Le ministre peut également conclure des accords avec le gouvernement de tout État étranger pour l’autoriser à employer les fonds aux fins susmentionnées.  

3. Capacité de délivrer des permis d’application générale

À l’heure actuelle, la LMES autorise le ministre à délivrer à des personnes, sur demande, des permis autorisant des activités ou transactions précises qui seraient normalement interdites. Les modifications permettraient également au ministre de délivrer des permis d’application générale autorisant quiconque, au Canada ou à l’étranger, à réaliser une activité ou transaction précise, ou une catégorie d’activité ou de transaction, qui est normalement interdite sans qu’il soit nécessaire de déposer une telle demande. 

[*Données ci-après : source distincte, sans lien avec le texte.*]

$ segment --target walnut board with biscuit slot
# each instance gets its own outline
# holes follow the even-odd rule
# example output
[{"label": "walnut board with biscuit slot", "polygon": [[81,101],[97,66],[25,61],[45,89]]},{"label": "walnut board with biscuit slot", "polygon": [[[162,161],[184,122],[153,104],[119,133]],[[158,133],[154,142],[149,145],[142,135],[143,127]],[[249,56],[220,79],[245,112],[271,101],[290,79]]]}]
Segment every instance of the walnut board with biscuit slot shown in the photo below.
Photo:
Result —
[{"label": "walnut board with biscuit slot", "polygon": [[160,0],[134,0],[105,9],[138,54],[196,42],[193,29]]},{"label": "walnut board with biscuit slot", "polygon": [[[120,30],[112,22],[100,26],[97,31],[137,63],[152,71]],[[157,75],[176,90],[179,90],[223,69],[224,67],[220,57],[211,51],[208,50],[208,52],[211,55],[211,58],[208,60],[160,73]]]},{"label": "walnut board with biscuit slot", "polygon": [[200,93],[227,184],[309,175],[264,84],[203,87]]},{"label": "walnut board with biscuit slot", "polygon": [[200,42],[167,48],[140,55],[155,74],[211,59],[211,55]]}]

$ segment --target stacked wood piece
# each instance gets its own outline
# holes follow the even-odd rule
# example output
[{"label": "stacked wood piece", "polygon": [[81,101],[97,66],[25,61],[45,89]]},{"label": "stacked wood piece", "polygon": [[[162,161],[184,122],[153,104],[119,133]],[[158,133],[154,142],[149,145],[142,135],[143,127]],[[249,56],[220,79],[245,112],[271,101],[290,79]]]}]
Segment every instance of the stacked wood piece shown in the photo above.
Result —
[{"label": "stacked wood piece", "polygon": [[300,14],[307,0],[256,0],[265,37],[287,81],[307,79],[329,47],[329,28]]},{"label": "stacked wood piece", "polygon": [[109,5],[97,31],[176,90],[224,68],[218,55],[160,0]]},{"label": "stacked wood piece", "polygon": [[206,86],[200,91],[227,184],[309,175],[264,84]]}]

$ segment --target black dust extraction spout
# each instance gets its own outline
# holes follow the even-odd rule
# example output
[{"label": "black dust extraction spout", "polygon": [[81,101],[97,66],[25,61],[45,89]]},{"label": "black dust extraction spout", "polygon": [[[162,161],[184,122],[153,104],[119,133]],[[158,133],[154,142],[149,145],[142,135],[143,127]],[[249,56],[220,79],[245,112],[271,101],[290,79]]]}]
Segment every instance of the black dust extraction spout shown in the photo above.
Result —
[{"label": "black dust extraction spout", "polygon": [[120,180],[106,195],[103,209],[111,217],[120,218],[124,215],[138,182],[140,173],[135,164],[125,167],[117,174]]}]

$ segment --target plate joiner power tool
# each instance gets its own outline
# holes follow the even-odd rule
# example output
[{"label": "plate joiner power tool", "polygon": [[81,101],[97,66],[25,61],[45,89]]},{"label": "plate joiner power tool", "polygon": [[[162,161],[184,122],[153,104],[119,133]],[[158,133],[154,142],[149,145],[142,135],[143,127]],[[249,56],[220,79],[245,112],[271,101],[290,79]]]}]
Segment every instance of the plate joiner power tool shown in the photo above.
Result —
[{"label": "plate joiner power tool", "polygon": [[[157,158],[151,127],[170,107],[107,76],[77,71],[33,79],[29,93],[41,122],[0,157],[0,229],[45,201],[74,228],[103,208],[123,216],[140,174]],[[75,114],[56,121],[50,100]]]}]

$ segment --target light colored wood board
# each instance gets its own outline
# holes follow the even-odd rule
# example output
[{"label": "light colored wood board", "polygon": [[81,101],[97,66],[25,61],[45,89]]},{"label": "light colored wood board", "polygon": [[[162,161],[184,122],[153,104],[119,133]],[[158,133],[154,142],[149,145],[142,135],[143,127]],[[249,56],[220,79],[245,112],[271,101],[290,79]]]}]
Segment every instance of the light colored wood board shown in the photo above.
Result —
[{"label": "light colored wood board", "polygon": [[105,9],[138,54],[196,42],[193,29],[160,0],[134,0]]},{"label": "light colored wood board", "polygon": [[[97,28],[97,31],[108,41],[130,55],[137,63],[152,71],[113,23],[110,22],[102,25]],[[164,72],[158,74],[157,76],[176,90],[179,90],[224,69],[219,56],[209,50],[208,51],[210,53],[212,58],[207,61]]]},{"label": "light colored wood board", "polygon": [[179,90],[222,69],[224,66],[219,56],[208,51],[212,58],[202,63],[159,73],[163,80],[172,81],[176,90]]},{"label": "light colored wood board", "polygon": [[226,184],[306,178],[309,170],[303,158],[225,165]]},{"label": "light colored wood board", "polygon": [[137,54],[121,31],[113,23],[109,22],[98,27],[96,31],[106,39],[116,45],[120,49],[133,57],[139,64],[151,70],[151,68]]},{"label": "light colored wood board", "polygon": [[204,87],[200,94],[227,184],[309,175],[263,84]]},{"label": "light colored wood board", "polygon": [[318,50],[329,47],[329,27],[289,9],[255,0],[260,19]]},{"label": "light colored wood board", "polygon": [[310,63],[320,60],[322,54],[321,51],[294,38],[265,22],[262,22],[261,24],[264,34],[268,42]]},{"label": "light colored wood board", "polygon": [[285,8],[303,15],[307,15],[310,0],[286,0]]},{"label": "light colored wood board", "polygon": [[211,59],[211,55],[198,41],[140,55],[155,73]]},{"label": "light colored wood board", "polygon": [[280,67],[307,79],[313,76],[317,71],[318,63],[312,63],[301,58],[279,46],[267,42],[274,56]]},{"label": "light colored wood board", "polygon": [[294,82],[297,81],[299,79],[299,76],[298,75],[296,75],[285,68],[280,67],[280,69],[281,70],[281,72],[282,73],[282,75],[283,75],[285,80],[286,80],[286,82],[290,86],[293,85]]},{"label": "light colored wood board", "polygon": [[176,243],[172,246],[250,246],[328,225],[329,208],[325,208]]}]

Cette modification uniformisera le régime de sanctions du Canada avec celui des États-Unis et du Royaume-Uni, qui autorisent actuellement leurs organismes de sanctions à délivrer des permis d’application générale. 

Conclusion

Si elles étaient adoptées plus tard cet été, comme prévu, les modifications proposées marqueraient une étape importante du régime de sanctions du Canada et, selon le ministre, feraient du Canada le premier pays du G7 à autoriser la confiscation et la vente de biens de personnes sanctionnées. Au vu de la complexité croissante de la législation canadienne sur les sanctions, de la fréquence avec laquelle de nouvelles personnes sont sanctionnées et des graves conséquences des violations sur le plan juridique et réputationnel, les entreprises canadiennes devraient suivre de près l’évolution de la situation. 

 

[1] Projet de loi C-19 : Loi portant exécution de certaines dispositions du budget déposé au Parlement le 7 avril 2022 et mettant en œuvre d’autres mesures.